Хезуту чуть приоткрыл крышку, просовывая в щель костяное лезвие. Фран, прокручивая в голове план предстоящей операции, наблюдала, как светлячки будто отпрянули от Скальпель, вжимаясь в дно. В ярком желтом свете было хорошо видно, как от лезвия отделилась маленькая прозрачная лапка и, молниеносно схватив светлячка, втянула его в кость. Фран моргнула. Надо же, как быстро…
— Молодчина, — Хезуту выдернул Скальпель из банки. Осмелевшие огоньки вновь заполнили пространство, а костяное лезвие заискрилось золотым.
— И без тебя знаю, — парировала Скальпель. — Рвииды близко, давай быстрей. Спина, чуть ниже шеи.
— Фран…
— Да-да, поняла, — нервное восклицание Фран спугнуло ещё одну жабу. Эта была совсем маленькой и потому не боялась рвиидов, видимо, осознавая, что такие существа её, всего несколько сантиметров в длину, попросту не заметят. А вот крик и резкое движение рук человека, куда более сопоставимого с ней по размерам, жабку насторожил, и она скакнула подальше от костра. Фран почему-то это заметила и, покорно приспуская рубашку, чтобы подставить Хезуту спину, так и продолжала смотреть ей вслед.

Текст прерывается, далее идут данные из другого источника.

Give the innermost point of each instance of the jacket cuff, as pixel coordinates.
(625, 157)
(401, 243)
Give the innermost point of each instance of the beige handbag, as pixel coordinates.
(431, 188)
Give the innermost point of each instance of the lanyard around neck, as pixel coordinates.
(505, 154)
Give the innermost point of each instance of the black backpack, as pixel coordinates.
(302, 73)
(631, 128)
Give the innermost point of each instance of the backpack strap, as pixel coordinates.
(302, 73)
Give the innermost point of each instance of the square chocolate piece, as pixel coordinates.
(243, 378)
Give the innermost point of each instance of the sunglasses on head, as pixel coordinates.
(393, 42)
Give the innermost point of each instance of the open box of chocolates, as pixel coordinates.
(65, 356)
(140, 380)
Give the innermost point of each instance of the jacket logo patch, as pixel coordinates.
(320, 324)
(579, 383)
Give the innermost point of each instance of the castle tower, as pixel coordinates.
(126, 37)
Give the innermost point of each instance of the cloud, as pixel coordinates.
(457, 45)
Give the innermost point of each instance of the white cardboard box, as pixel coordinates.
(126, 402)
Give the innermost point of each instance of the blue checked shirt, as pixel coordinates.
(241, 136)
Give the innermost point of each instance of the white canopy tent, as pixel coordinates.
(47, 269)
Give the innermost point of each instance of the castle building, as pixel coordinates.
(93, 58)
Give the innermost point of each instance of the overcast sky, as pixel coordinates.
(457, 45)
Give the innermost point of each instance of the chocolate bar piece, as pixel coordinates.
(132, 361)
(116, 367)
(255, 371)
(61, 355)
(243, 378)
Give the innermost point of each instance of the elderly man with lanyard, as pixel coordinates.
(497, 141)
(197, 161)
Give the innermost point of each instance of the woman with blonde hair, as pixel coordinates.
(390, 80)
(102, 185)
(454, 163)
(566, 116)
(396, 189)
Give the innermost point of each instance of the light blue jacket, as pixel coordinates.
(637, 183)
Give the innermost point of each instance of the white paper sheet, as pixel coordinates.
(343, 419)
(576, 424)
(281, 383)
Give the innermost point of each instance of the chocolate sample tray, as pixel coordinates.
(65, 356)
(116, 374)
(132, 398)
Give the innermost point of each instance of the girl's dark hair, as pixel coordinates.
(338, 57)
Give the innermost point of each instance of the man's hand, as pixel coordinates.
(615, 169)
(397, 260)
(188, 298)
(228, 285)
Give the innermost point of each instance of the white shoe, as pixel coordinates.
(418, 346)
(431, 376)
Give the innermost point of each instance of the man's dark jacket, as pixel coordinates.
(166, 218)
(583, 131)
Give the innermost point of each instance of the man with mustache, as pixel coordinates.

— Сейчас я сделаю разрез у тебя на спине, — проговорил крыс, пододвигаясь ближе. — Скальпель довершит остальное. Возьмешь ее в руку, а банку в другую, подойдешь к рвиидам и зашвырнешь в них светляками…
— Угу… — аристократка зажмурилась и прикусила губу. В странствиях травмы и ранения становятся привычны — только сегодня она перевязывала ногу одеждой и ковыляла по болотам, игнорируя боль. Но отдавать себя под нож добровольно было страшнее. В минуту противостояния, когда на тебя нападают, ты заодно со своим телом — вам обоим рана представляется опасностью, которую лучше было бы избежать… и за которую стоит отомстить, если уклониться не вышло. А когда ты в сознании режешь себя или позволяешь резать союзнику — с Фран такое случалось, и теперь она нервно терла шрам на предплечье в пяти сантиметрах от локтя — «будто предаешь свое тело….»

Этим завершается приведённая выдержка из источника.